Kyphoplasty was developed after the use of vertebroplasty in an attempt to restore vertebral body height in addition to strengthening the body from its previous state. Height restoration has the potential benefit of reducing postfracture kyphosis, decreased pulmonary related mortality and possibly decreasing the incidence of adjacent level fractures [9]. In early biomechanical studies, both kyphoplasty and vertebroplasty restored body strength; however, kyphoplasty produced a statistically significant improvement in post-treatment vertebral body height [9]. In a systematic review of the two treatments, kyphopolasty produced a significant increase (P = 0.01) in vertebral height, with a mean value of 4.5 ± 3.6 mm. One can infer a 42 ± 21% restoration of the height lost [10]. Pradhan et al. [11] reported a greater improvement in vertebral body height and decreased drop off in angular correction at 2 and 3 levels above and below the treated segments, thus implying greater correction in sagittal alignment (Fig. 2). A statistically significant decrease in adjacent level fracture has yet to be consistently reported in clinical studies.

Fig. 2.

Fig. 2

Pre- and post-kyphoplasty lateral thoracic Xrays demonstrating a correction in the saggital alignment postoperatively

There are several explanations for adjacent fractures after augmentation of the vertebral body. Rigid cement fixation could theoretically induce degenerative changes in adjacent bone, and the augmented vertebra is likely much stiffer than the adjacent vertebra [3]. Baroud et al. [12] developed biomechanical models to examine cement augmentation on the loading in adjacent vertebrae. In depth analysis of the model demonstrated that the cement in the treated vertebra acts as a pillar, reducing the physiologic inward bulge of the endplates. As a result of this effect, the pressure in the adjacent intervertebral disc increases by up to 19%. The authors theorized that this shift in adjacent loading is one of the reasons for adjacent fractures. A statistically significant difference in adjacent fracture in kyphoplasty and vertebroplasty has yet to be consistently reported in clinical studies.

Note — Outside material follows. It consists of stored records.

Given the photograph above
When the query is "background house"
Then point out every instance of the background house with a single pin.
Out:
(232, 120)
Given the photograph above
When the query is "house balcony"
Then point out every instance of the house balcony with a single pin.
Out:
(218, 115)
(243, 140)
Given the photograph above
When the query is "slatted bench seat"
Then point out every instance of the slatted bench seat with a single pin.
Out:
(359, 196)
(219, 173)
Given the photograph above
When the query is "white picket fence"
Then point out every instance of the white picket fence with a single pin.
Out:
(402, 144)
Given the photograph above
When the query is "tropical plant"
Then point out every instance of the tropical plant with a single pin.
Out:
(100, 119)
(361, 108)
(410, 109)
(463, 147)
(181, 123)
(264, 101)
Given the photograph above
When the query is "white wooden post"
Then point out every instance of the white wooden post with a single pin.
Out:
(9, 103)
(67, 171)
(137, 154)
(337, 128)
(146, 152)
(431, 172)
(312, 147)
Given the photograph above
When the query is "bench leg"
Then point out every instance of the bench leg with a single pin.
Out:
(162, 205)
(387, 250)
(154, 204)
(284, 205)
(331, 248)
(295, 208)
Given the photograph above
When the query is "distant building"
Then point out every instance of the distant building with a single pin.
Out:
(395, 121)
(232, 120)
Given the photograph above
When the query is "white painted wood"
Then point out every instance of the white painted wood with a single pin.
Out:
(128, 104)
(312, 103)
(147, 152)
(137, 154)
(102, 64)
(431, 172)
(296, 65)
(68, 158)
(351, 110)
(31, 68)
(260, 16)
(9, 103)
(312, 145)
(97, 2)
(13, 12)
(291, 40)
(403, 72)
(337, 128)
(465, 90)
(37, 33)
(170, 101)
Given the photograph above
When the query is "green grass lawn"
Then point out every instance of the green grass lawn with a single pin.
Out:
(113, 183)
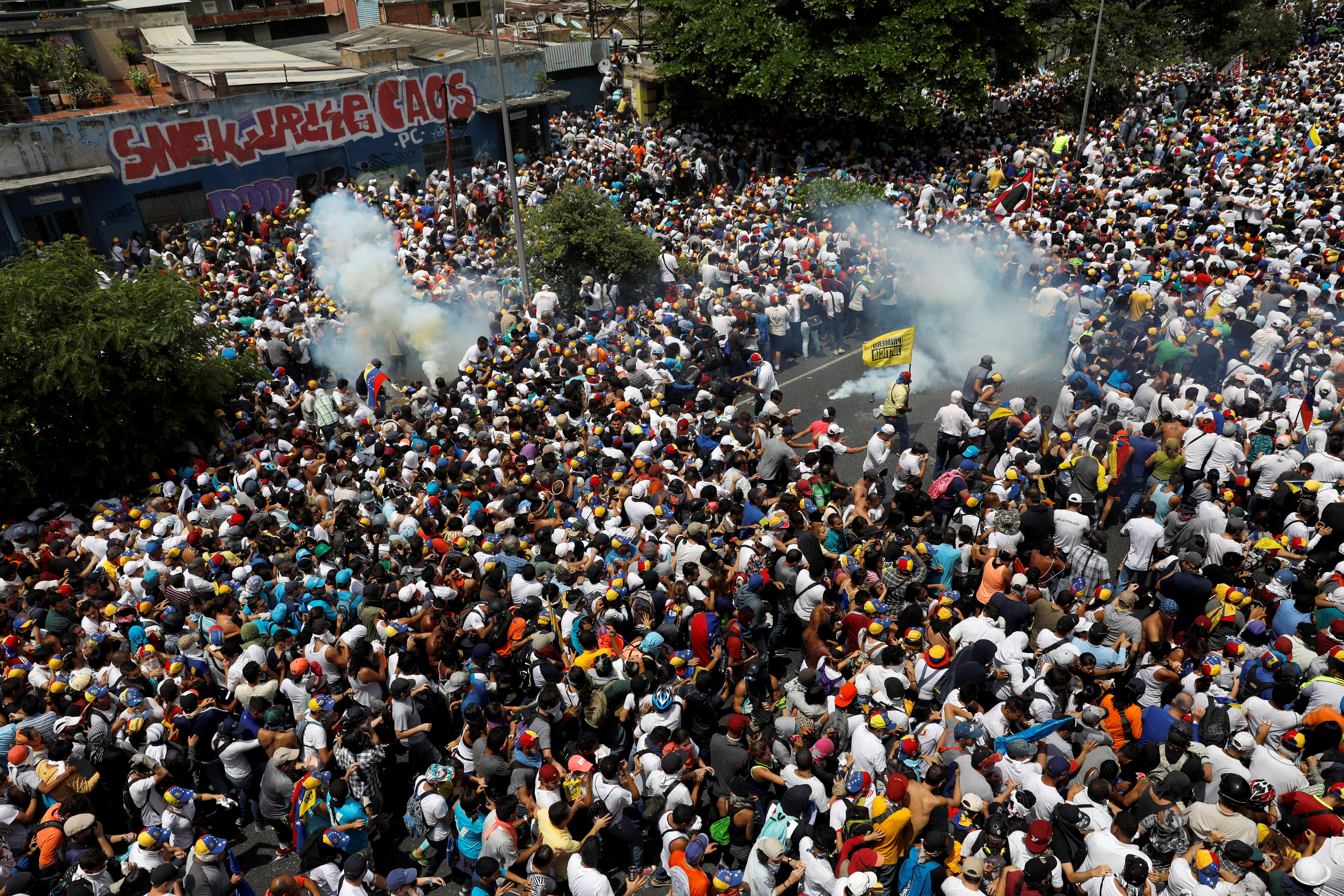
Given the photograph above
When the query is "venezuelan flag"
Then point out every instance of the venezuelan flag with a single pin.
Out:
(376, 379)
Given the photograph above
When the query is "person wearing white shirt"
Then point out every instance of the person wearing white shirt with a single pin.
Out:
(1112, 847)
(1146, 537)
(1070, 526)
(1277, 768)
(1183, 882)
(1280, 718)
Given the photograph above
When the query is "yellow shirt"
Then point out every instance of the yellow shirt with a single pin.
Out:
(1139, 306)
(587, 659)
(892, 828)
(561, 843)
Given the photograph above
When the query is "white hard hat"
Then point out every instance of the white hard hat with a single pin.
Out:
(866, 882)
(1311, 872)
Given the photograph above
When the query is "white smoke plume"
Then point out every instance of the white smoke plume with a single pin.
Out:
(956, 299)
(358, 265)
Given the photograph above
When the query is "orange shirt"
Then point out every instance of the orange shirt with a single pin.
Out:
(1323, 714)
(1115, 727)
(50, 840)
(699, 880)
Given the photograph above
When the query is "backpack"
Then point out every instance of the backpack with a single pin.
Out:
(1216, 727)
(940, 486)
(415, 817)
(913, 879)
(776, 824)
(854, 816)
(712, 354)
(658, 804)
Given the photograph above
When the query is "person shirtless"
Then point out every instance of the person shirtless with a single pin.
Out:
(921, 801)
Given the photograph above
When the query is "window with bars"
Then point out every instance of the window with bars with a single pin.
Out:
(436, 155)
(169, 206)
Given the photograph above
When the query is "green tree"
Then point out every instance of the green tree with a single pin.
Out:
(1138, 37)
(827, 194)
(871, 58)
(100, 386)
(1261, 33)
(578, 234)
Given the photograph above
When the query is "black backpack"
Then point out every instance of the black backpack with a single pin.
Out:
(855, 816)
(1216, 727)
(712, 354)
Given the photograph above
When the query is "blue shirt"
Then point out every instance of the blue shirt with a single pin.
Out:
(947, 557)
(349, 812)
(1107, 657)
(1287, 620)
(1143, 449)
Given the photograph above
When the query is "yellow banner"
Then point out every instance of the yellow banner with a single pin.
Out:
(890, 348)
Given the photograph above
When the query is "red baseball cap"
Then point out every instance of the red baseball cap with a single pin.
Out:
(1038, 836)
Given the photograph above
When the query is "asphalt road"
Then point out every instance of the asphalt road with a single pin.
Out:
(807, 385)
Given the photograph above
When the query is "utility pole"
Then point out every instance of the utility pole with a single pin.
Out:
(1092, 70)
(509, 160)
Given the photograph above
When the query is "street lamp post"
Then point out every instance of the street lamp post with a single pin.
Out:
(509, 159)
(1092, 70)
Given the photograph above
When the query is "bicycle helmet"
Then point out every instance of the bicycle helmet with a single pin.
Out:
(1263, 793)
(1234, 790)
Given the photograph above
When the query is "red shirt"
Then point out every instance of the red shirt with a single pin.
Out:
(854, 624)
(1319, 817)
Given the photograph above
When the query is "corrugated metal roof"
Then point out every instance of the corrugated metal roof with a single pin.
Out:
(143, 5)
(247, 64)
(169, 37)
(576, 56)
(57, 179)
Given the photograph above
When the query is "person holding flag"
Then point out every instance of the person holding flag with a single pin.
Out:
(374, 379)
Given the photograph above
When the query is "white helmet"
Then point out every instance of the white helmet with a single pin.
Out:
(1310, 872)
(866, 882)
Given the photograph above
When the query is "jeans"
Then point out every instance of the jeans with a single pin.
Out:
(248, 793)
(1132, 490)
(784, 623)
(1128, 576)
(811, 338)
(949, 447)
(624, 835)
(902, 426)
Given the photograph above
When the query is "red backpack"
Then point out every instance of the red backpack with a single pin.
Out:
(940, 486)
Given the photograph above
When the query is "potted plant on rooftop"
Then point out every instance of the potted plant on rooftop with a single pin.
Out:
(138, 81)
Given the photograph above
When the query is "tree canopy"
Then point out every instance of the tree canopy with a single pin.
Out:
(871, 58)
(101, 386)
(578, 234)
(1143, 35)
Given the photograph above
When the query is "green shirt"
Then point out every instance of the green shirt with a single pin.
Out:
(1169, 350)
(1166, 464)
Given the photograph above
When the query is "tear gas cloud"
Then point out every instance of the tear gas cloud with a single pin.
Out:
(358, 265)
(962, 306)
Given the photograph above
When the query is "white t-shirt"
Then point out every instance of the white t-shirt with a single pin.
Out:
(587, 882)
(1104, 848)
(1277, 770)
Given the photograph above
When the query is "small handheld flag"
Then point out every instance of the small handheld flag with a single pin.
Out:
(1017, 198)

The amount of injected cement and also the restoration of vertebral height by kyphoplasty could have an influence the long-term outcomes of the procedure. However, these associations have not been demonstrated clinically [4].

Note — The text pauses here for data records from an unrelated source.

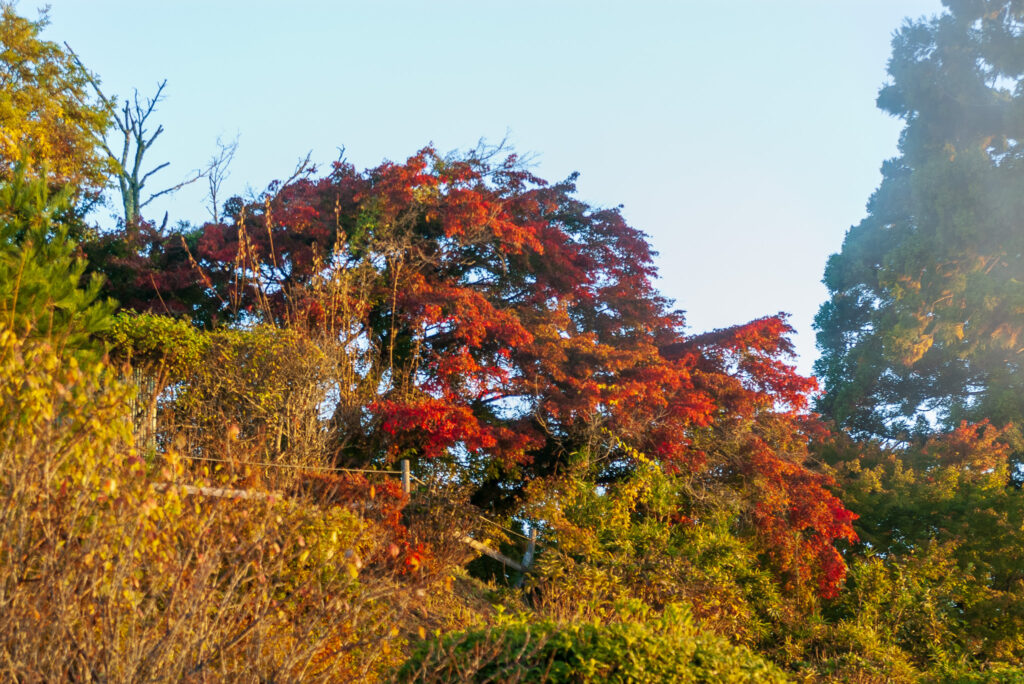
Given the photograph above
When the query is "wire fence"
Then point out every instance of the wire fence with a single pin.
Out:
(247, 494)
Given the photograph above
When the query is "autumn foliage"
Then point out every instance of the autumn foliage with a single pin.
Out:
(484, 311)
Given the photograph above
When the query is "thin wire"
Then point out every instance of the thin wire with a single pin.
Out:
(503, 527)
(293, 465)
(346, 470)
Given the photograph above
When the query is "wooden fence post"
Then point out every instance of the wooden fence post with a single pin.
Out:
(527, 558)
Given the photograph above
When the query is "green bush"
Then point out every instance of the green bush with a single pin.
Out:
(633, 648)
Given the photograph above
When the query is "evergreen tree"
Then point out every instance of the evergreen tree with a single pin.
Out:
(41, 290)
(926, 316)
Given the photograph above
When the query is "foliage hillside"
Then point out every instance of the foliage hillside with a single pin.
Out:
(201, 427)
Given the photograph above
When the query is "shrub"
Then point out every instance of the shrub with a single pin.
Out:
(633, 648)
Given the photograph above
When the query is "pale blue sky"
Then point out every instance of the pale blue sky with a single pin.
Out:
(741, 136)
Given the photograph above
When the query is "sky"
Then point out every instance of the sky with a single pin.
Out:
(740, 136)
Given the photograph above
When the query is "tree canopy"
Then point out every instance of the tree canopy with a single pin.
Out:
(48, 115)
(926, 314)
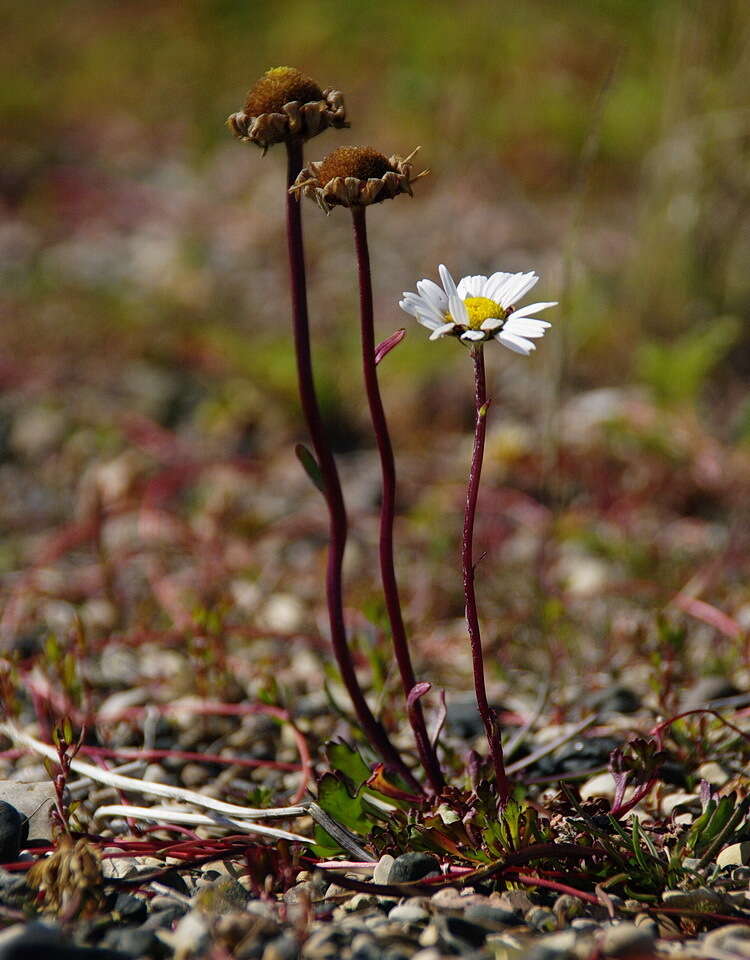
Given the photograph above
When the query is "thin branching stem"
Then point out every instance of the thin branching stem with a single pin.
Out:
(371, 728)
(427, 754)
(488, 716)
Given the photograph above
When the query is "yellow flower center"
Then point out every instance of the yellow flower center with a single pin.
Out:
(481, 309)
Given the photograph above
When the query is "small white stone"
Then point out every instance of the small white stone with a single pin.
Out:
(602, 785)
(736, 855)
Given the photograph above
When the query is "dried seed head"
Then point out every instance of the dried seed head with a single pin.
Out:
(355, 176)
(364, 163)
(287, 105)
(279, 86)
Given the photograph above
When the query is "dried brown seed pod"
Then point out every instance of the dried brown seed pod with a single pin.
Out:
(356, 176)
(285, 104)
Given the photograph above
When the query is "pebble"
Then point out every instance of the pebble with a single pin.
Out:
(614, 700)
(732, 940)
(566, 908)
(129, 908)
(541, 919)
(556, 946)
(701, 899)
(460, 933)
(627, 940)
(383, 868)
(190, 937)
(602, 785)
(408, 912)
(131, 940)
(707, 689)
(14, 829)
(34, 940)
(491, 918)
(281, 948)
(410, 867)
(33, 800)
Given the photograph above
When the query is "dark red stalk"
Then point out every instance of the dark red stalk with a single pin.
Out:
(427, 754)
(371, 728)
(467, 562)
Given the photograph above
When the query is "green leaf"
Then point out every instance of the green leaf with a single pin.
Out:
(348, 810)
(348, 761)
(310, 466)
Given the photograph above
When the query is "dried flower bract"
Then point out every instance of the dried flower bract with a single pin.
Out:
(356, 176)
(286, 104)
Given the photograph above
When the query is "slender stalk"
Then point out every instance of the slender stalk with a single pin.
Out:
(467, 562)
(427, 754)
(371, 728)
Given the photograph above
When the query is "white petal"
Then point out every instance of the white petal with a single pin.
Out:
(409, 306)
(516, 287)
(420, 305)
(516, 344)
(532, 308)
(432, 292)
(491, 323)
(456, 306)
(526, 326)
(439, 332)
(471, 286)
(494, 284)
(417, 309)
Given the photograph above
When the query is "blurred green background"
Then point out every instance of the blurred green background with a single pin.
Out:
(604, 143)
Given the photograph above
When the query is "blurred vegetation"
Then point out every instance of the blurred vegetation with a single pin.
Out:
(618, 131)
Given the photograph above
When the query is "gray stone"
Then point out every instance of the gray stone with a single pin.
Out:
(14, 828)
(410, 867)
(222, 896)
(35, 801)
(730, 941)
(383, 868)
(190, 937)
(614, 700)
(131, 940)
(541, 919)
(129, 908)
(706, 690)
(491, 918)
(409, 913)
(555, 946)
(459, 933)
(37, 940)
(281, 948)
(627, 940)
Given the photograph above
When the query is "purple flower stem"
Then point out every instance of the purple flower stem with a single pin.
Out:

In conclusion, balloon kyphoplasty is an effective, minimally invasive procedure for the stabilization of osteoporotic vertebral fractures leading to a statistically significant reduction of pain and functional status. Balloon kyphoplasty can stabilize and partially restore vertebral body height and is able to avoid further kyphotic deformities at the treated level. Starting antiosteoporosis therapy is essential and is the most effective measure in reducing the occurrence of further fractures [13]. There is insufficient evidence to conclude that kyphoplasty can reduce the incidence of adjacent fractures.